We suggest you read the Horovod troubleshooting, especially for problems during the build process. BytePS has almost the same dependencies as Horovod minus MPI.
https://github.com/horovod/horovod/blob/v0.16.4/docs/troubleshooting.rst
BytePS allows you to use any MXNet version>=1.4.0 as the worker. However, if you install the MXNet worker package in the same environment/docker as BytePS server/scheduler, you must make sure that BytePS server/scheduler imports the MXNet built specifically for BytePS. You can set the path:
BYTEPS_SERVER_MXNET_PATH=/path/to/your/mxnet/for/byteps/server
Your worker's MXNet, which is installed via pip, for example, is placed in the default python searching path. Thus, on workers you do not need to set this.
A better way is to avoid installing MXNet worker package and BytePS server in the same image, i.e., use different images for worker and server/scheduler.
When launching distributed jobs, if you see hanging at the beginning, one possible reason is that your network connection has trouble. You can use ps-lite
benchmark to verify the connectivity.
Install ps-lite:
git clone --branch byteps https://github.com/bytedance/ps-lite.git
cd ps-lite
make -j
For the scheduler
export DMLC_ROLE=scheduler
export DMLC_NUM_WORKER=1
export DMLC_NUM_SERVER=1
export DMLC_PS_ROOT_URI=[YOUR_SCHEDULER_IP]

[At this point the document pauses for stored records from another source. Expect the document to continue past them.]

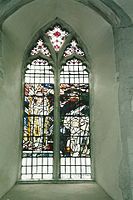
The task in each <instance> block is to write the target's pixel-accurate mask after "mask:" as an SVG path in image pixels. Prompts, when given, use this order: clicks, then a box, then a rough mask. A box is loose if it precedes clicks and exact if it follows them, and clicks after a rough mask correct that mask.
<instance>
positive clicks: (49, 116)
mask: <svg viewBox="0 0 133 200" xmlns="http://www.w3.org/2000/svg"><path fill="white" fill-rule="evenodd" d="M24 90H25V99H24V132H23V155H22V157H23V158H22V175H21V178H22V179H27V180H28V179H45V178H52V173H53V121H54V116H53V104H54V76H53V73H52V72H51V66H49V65H48V62H47V61H45V60H39V59H37V60H34V61H33V62H32V63H31V65H30V64H29V65H28V66H27V71H26V73H25V87H24Z"/></svg>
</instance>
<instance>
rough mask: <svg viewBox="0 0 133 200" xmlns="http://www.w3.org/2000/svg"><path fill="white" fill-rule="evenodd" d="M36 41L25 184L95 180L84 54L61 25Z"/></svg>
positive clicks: (38, 36) (25, 145) (74, 33)
mask: <svg viewBox="0 0 133 200" xmlns="http://www.w3.org/2000/svg"><path fill="white" fill-rule="evenodd" d="M37 37H38V38H37V39H36V40H35V42H34V45H33V46H32V48H31V50H30V52H29V55H28V59H27V63H28V64H27V66H26V72H25V84H24V119H23V147H22V149H23V152H22V170H21V180H31V179H32V180H38V179H39V180H47V179H55V180H58V179H74V180H78V179H91V162H90V127H89V124H90V122H89V121H90V116H89V113H90V112H89V70H88V66H87V59H86V54H85V51H84V50H83V47H82V45H81V44H80V40H79V39H78V37H77V36H76V34H75V33H73V32H72V31H70V30H68V29H65V28H63V25H61V24H60V23H54V24H53V25H51V26H49V28H47V29H45V30H43V29H42V30H41V32H40V34H38V36H37Z"/></svg>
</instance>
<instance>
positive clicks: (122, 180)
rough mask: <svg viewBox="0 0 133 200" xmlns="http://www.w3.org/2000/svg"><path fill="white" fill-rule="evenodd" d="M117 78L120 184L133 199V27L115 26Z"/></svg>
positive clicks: (114, 35)
mask: <svg viewBox="0 0 133 200" xmlns="http://www.w3.org/2000/svg"><path fill="white" fill-rule="evenodd" d="M114 39H115V51H116V66H117V73H116V78H117V81H118V82H119V90H118V103H119V116H120V130H121V142H122V159H121V164H120V171H119V173H120V175H119V177H120V179H119V184H120V188H121V190H122V194H123V200H127V199H128V200H132V192H133V191H132V190H131V188H132V187H133V182H132V180H133V162H132V160H133V159H132V158H133V150H132V144H133V47H132V44H133V27H132V26H131V27H124V28H115V29H114Z"/></svg>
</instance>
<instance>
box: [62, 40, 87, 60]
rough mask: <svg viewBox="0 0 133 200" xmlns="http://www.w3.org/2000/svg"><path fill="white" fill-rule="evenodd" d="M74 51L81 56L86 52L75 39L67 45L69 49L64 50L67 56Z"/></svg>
mask: <svg viewBox="0 0 133 200" xmlns="http://www.w3.org/2000/svg"><path fill="white" fill-rule="evenodd" d="M74 53H76V54H78V55H79V56H84V52H83V51H82V49H81V48H79V47H78V46H77V42H76V41H75V40H73V41H72V42H71V44H70V46H69V47H67V49H66V50H65V52H64V56H65V57H67V56H70V55H72V54H74Z"/></svg>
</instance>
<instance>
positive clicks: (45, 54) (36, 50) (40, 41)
mask: <svg viewBox="0 0 133 200" xmlns="http://www.w3.org/2000/svg"><path fill="white" fill-rule="evenodd" d="M38 53H41V54H43V55H45V56H48V57H49V56H50V52H49V50H48V48H47V47H46V46H45V45H44V42H43V41H42V40H41V39H39V40H38V41H37V45H36V46H35V47H34V48H33V49H32V51H31V55H36V54H38Z"/></svg>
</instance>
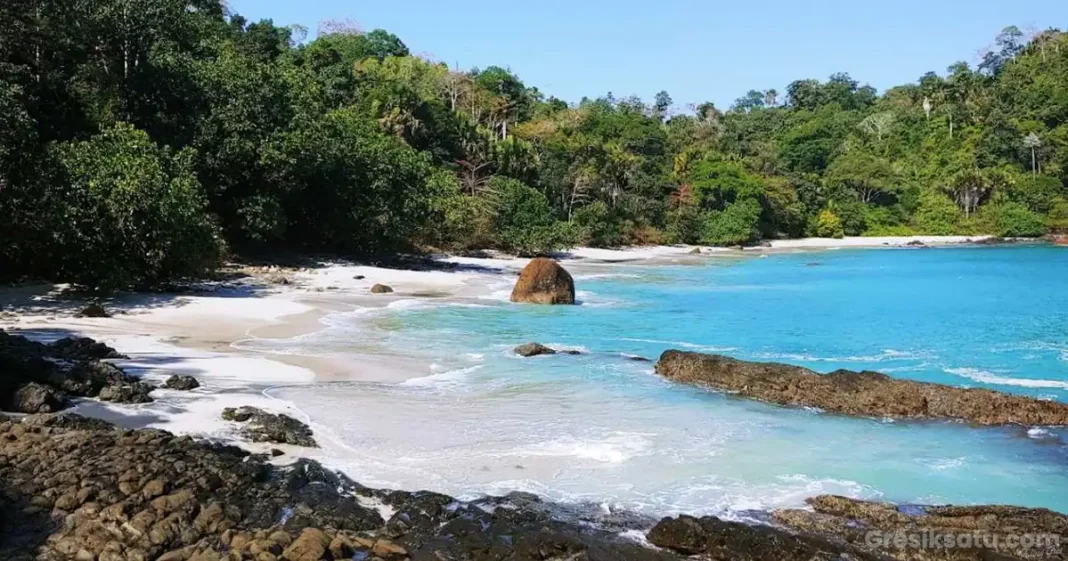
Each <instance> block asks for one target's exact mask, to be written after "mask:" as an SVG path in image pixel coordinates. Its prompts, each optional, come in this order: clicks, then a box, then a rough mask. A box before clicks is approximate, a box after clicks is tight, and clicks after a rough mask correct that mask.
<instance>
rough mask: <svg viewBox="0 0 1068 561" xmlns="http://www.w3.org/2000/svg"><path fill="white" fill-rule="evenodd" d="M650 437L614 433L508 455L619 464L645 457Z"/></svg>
mask: <svg viewBox="0 0 1068 561" xmlns="http://www.w3.org/2000/svg"><path fill="white" fill-rule="evenodd" d="M649 436H650V435H648V434H645V433H624V432H617V433H613V434H611V435H609V436H606V437H602V438H575V437H570V436H568V437H562V438H555V439H552V440H549V441H546V442H539V443H536V445H533V446H530V447H527V448H520V449H518V450H515V451H514V452H512V453H511V454H509V455H512V454H514V455H530V456H560V457H578V458H581V459H590V461H594V462H600V463H603V464H622V463H624V462H626V461H628V459H630V458H632V457H634V456H638V455H642V454H644V453H645V452H646V451H647V450H648V449H649V448H650V447H651V446H653V441H651V440H649V438H648V437H649Z"/></svg>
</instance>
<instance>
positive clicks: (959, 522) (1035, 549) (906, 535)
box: [772, 495, 1068, 561]
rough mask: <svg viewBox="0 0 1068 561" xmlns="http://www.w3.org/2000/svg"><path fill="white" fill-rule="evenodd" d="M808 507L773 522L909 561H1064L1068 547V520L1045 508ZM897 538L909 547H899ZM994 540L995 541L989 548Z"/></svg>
mask: <svg viewBox="0 0 1068 561" xmlns="http://www.w3.org/2000/svg"><path fill="white" fill-rule="evenodd" d="M806 502H807V503H808V505H810V507H811V508H812V510H800V509H798V510H795V509H785V510H780V511H775V512H774V513H773V514H772V520H773V521H774V523H776V524H780V525H782V526H784V527H787V528H789V529H792V530H796V531H799V532H806V533H814V534H821V535H834V536H836V537H837V539H838V540H841V541H842V542H844V543H846V544H848V545H849V546H850V547H853V548H859V549H863V550H866V551H868V552H874V551H876V550H879V551H881V552H883V554H886V555H890V556H891V557H893V558H895V559H907V560H909V561H927V560H930V561H935V560H954V561H956V560H960V561H964V560H974V559H1036V560H1037V559H1068V543H1063V544H1062V543H1061V541H1062V540H1061V536H1063V535H1065V533H1066V532H1068V516H1065V515H1063V514H1059V513H1056V512H1053V511H1049V510H1046V509H1021V508H1017V507H986V505H979V507H909V508H902V507H900V505H897V504H891V503H885V502H871V501H863V500H858V499H850V498H847V497H838V496H833V495H823V496H819V497H813V498H811V499H808V500H807V501H806ZM898 535H904V536H905V537H906V540H907V541H908V540H911V541H913V543H912V544H909V543H907V541H906V542H897V536H898ZM994 536H998V537H996V539H998V540H999V541H998V542H996V546H995V547H992V546H993V545H994V543H995V542H993V540H995V537H994ZM1009 536H1017V537H1018V540H1015V541H1014V540H1011V539H1008V537H1009ZM1023 536H1028V537H1030V541H1025V540H1022V537H1023ZM1047 537H1052V539H1050V540H1047ZM917 541H918V543H917ZM895 542H896V543H895ZM925 542H926V543H925ZM939 544H941V546H939Z"/></svg>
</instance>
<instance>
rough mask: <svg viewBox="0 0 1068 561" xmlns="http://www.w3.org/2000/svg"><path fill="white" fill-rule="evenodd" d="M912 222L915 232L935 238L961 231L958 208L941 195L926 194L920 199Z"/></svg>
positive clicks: (953, 204)
mask: <svg viewBox="0 0 1068 561" xmlns="http://www.w3.org/2000/svg"><path fill="white" fill-rule="evenodd" d="M914 222H915V227H916V230H917V231H918V232H920V233H922V234H928V235H936V236H946V235H951V234H956V233H959V232H960V231H961V227H960V208H958V207H957V204H956V203H954V202H953V201H951V200H949V198H948V197H946V196H944V194H942V193H938V192H927V193H924V194H923V196H922V197H921V198H920V206H918V207H917V208H916V215H915V218H914Z"/></svg>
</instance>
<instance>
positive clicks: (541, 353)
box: [515, 343, 556, 358]
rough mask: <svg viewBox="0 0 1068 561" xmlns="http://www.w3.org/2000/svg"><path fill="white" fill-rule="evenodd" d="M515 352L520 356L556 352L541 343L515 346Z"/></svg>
mask: <svg viewBox="0 0 1068 561" xmlns="http://www.w3.org/2000/svg"><path fill="white" fill-rule="evenodd" d="M515 353H516V354H517V355H519V356H521V357H525V358H530V357H538V356H541V355H555V354H556V352H555V350H554V349H552V348H549V347H547V346H545V345H543V344H541V343H527V344H523V345H519V346H517V347H516V348H515Z"/></svg>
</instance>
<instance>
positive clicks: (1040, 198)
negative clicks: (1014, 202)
mask: <svg viewBox="0 0 1068 561" xmlns="http://www.w3.org/2000/svg"><path fill="white" fill-rule="evenodd" d="M1064 196H1065V187H1064V185H1062V184H1061V180H1058V178H1056V177H1049V176H1045V175H1041V176H1038V177H1027V178H1025V180H1023V181H1021V182H1020V183H1019V184H1018V185H1017V186H1016V187H1015V188H1014V189H1011V190H1009V199H1010V200H1012V201H1014V202H1018V203H1020V204H1022V205H1024V206H1026V207H1027V208H1028V209H1030V211H1031V212H1033V213H1038V214H1040V215H1045V214H1049V212H1050V209H1051V208H1053V205H1054V203H1056V202H1057V201H1058V200H1059V199H1062V198H1064Z"/></svg>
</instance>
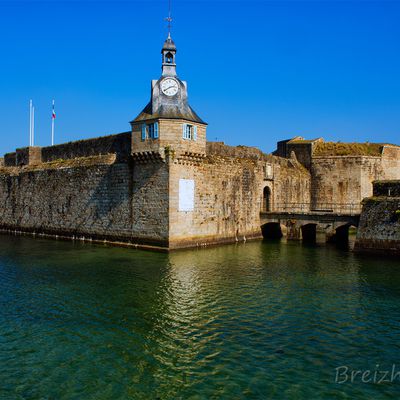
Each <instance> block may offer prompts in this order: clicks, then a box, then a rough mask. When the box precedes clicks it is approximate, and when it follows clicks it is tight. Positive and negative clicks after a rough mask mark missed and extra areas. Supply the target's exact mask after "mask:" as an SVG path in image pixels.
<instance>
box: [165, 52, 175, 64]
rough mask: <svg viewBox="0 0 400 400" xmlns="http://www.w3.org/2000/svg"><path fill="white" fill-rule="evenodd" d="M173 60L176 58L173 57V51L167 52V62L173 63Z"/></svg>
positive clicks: (167, 63)
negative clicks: (172, 53)
mask: <svg viewBox="0 0 400 400" xmlns="http://www.w3.org/2000/svg"><path fill="white" fill-rule="evenodd" d="M173 60H174V58H173V56H172V54H171V53H167V55H166V56H165V62H166V63H167V64H172V62H173Z"/></svg>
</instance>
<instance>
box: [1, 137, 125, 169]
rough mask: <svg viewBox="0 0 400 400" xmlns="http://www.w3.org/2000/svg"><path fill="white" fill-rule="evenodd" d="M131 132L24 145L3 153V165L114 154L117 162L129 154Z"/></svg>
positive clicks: (17, 164)
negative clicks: (57, 142) (51, 143)
mask: <svg viewBox="0 0 400 400" xmlns="http://www.w3.org/2000/svg"><path fill="white" fill-rule="evenodd" d="M131 137H132V135H131V132H124V133H120V134H116V135H108V136H101V137H97V138H92V139H85V140H78V141H74V142H68V143H63V144H58V145H55V146H47V147H38V146H35V147H32V146H31V147H24V148H20V149H17V150H16V151H15V152H13V153H7V154H5V155H4V166H5V167H16V166H24V165H35V164H39V163H48V162H52V161H56V160H70V159H74V158H83V157H93V156H101V155H106V154H115V155H116V161H117V162H124V161H127V160H128V159H129V157H130V154H131Z"/></svg>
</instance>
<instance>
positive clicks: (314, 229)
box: [260, 204, 361, 242]
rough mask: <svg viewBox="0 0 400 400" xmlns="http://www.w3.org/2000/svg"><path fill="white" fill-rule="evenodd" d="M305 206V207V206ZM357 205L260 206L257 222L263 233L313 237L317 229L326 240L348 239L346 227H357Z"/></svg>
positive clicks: (265, 236)
mask: <svg viewBox="0 0 400 400" xmlns="http://www.w3.org/2000/svg"><path fill="white" fill-rule="evenodd" d="M307 206H308V207H307ZM360 212H361V207H360V206H357V205H338V204H332V205H325V206H324V207H318V208H316V207H314V208H313V209H311V207H310V205H305V204H301V205H295V204H293V205H292V206H288V205H286V206H285V207H279V208H278V209H277V210H274V211H267V210H263V211H261V213H260V222H261V227H262V231H263V235H264V237H269V238H280V237H282V235H283V231H284V232H285V233H286V236H287V239H292V240H300V239H303V240H305V241H315V240H316V234H317V231H318V232H324V233H325V235H326V240H327V241H328V242H343V241H347V240H348V234H349V228H350V227H351V226H354V227H358V224H359V220H360Z"/></svg>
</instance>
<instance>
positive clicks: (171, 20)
mask: <svg viewBox="0 0 400 400" xmlns="http://www.w3.org/2000/svg"><path fill="white" fill-rule="evenodd" d="M165 20H166V21H167V22H168V39H171V28H172V21H173V19H172V15H171V0H168V17H167V18H165ZM168 39H167V40H168Z"/></svg>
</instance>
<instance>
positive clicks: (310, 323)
mask: <svg viewBox="0 0 400 400" xmlns="http://www.w3.org/2000/svg"><path fill="white" fill-rule="evenodd" d="M398 267H399V265H398V261H396V260H387V261H385V262H382V260H380V259H374V258H363V257H359V256H356V255H354V254H352V253H349V252H343V251H338V250H336V249H335V248H334V247H331V246H317V247H309V246H308V247H307V246H301V245H298V244H297V245H294V244H290V243H281V244H279V243H274V244H268V243H247V244H246V245H240V246H226V247H220V248H213V249H207V250H201V251H182V252H177V253H172V254H170V255H167V254H152V253H147V252H141V251H132V250H128V249H116V248H104V247H100V246H90V245H81V244H72V243H64V242H53V241H46V240H33V239H28V238H16V237H8V236H2V237H1V241H0V285H1V287H0V345H1V347H0V350H1V351H0V362H1V365H2V368H1V369H0V382H1V386H0V398H1V399H3V398H4V399H41V398H49V399H50V398H57V399H78V398H88V399H89V398H93V399H110V398H112V399H128V398H132V399H156V398H160V399H240V398H246V399H247V398H262V399H264V398H271V399H274V398H279V399H281V398H287V399H303V398H312V399H314V398H315V399H317V398H318V399H332V398H337V399H356V398H359V399H365V398H374V399H375V398H398V397H399V394H400V393H399V388H400V382H397V383H395V384H387V385H384V386H382V385H373V384H360V383H359V382H358V383H355V384H353V385H350V384H347V385H337V384H335V383H334V379H335V368H337V367H338V366H341V365H347V366H349V367H350V368H352V369H364V370H365V369H368V368H374V367H375V365H376V364H380V365H381V366H382V367H391V365H392V364H393V363H397V362H398V360H399V355H400V346H399V344H398V332H399V325H400V311H399V310H400V308H399V299H400V289H399V288H400V285H399V283H400V270H399V268H398Z"/></svg>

export DMLC_PS_ROOT_PORT=[YOUR_SCHEDULER_PORT]
export DMLC_INTERFACE=eth0
./ps-lite/tests/test_kv_app_benchmark
For the server
export DMLC_ROLE=server
export DMLC_NUM_WORKER=1
export DMLC_NUM_SERVER=1
export DMLC_PS_ROOT_URI=[YOUR_SCHEDULER_IP]
export DMLC_PS_ROOT_PORT=[YOUR_SCHEDULER_PORT]
export DMLC_INTERFACE=eth0
./ps-lite/tests/test_kv_app_benchmark
For the worker:
export DMLC_ROLE=worker
export DMLC_NUM_WORKER=1
export DMLC_NUM_SERVER=1
export DMLC_PS_ROOT_URI=[YOUR_SCHEDULER_IP]
export DMLC_PS_ROOT_PORT=[YOUR_SCHEDULER_PORT]
export DMLC_INTERFACE=eth0
./ps-lite/tests/test_kv_app_benchmark 1024000 100 0
If it succeed, you should be able to see something like this on the worker.
tests/test_kv_app_benchmark.cc:77: push_byte=4096000, repeat=100, total_time=128.842ms
tests/test_kv_app_benchmark.cc:91: pull_byte=4096000, repeat=100, total_time=353.38ms
(Note: for RDMA networks, use make -j USE_RDMA=1
to build, and export DMLC_ENABLE_RDMA=1
for running the scheduler / server / worker)
If it still hang, you may need to check your network connectivity.